John Paul II had close ties to Canada. He made separate visits here. He went to the Arctic in 1987, just that visit, because he had promised to go there and was not able to do it on a previous visit. He made a special attempt to do that and he succeeded. There is also a special meaning to the pope for me. There is actually only 20 days difference in age between my dad and the pope. In fact, my dad will be 93 on April 2.
The two of them had very similar histories in Poland. Both of them were 19 when the war began. My father, obviously, subsequently became a soldier, and John Paul followed his faith. That was important.
In 2002, the military did a very special thing for me. They allowed me, as part of a four-person military team, to assist with World Youth Day for almost an entire year, to help plan World Youth Day and bring 800,000 people to Canada.
This was a post 9/11 world. All the youth of the world came, and they were not just Catholic. They were of all different faiths. It was important to see the numbers of different faiths that came here.
As a Canadian solider at the time, with Polish immigrant parents, from the Parkdale area of Toronto and St. Casimir's Polish Catholic parish, this was a massive honour for me personally. It was a huge responsibility to get it right and ensure that the close to a million people from around the world who arrived here to celebrate with Pope John Paul II were able to do so safely and were able to celebrate with all the other youth of the world.

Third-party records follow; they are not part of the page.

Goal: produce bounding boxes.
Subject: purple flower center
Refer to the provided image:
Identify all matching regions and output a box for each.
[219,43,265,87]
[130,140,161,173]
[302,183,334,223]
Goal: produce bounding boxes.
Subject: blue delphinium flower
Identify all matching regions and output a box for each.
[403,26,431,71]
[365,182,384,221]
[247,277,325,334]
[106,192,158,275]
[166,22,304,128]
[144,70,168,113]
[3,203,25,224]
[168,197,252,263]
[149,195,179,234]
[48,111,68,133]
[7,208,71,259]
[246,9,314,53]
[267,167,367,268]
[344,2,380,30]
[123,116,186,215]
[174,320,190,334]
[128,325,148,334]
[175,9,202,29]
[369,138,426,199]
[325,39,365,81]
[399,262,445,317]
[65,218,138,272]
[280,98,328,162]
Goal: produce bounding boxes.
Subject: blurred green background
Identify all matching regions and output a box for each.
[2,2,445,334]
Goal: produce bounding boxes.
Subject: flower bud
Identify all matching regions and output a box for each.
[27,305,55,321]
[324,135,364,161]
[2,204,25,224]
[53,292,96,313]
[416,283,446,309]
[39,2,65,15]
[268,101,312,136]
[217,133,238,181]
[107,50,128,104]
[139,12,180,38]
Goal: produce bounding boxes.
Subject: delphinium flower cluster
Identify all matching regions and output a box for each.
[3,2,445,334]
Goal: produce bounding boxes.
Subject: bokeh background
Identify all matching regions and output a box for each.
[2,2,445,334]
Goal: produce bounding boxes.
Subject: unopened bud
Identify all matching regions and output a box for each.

The atmosphere was absolutely electric. To have the honour of being so close to the Pope, as close, in fact, as I am to the member for Brampton West right now, was something that was inspiring. To be able to talk to him, to be able to hold his hand, to be able to have a conversation with him in Polish was something that was inspiring to me and to the kids he was able to inspire.
What the Pope often said was, “You are the salt”, and “You are the light”. He referred to the youth as being those. They reacted to that. “[D]o not be afraid” was something he repeated quite frequently on the stage.
What he said to them was:
You are young, and the Pope is old, 82 or 83 years of life is not the same as 22 or 23. But the Pope still fully identifies with your hopes and aspirations.... I have seen enough evidence to be unshakeably convinced that no difficulty, no fear is so great that it can completely suffocate the hope that springs eternal in the hearts of the young. You are our hope, the young are our hope.
It should be noted that the Canadian World Youth Day was the last one he attended. He was the originator of World Youth Day, which happens every year in Rome and about every four years in a different country around the world.
Having stood mere feet from His Holiness at that time, I could see his courage. I could see the incredible suffering in his eyes, because he was so pushed down by the serious illness he had.
It is important that all of the members know that he lived his life as he spoke it. He showed nothing but courage by sitting there, by suffering as he did, to make sure that he came to Toronto. To make sure that he came here and to make sure that he inspired those young people was absolutely monumental. I came away absolutely inspired, having met Papa.
The Pope was a brilliant man who reached out to millions of people beyond the borders of the church. By supporting this bill, we show all Canadians that we have not forgotten this great man and we honour those values he inspired in us all. He was a man who travelled with a staff in his hand and wore the shoes of a fisherman. He was a man who brought hope, peace and comfort to so many all around the world. He was a man who, with his words, through his deeds and with his faith, brought us all together with his message of hope.
He was a man who will be remembered long after the rest of us have been forgotten. He was a man who made this earth a more human place for us all.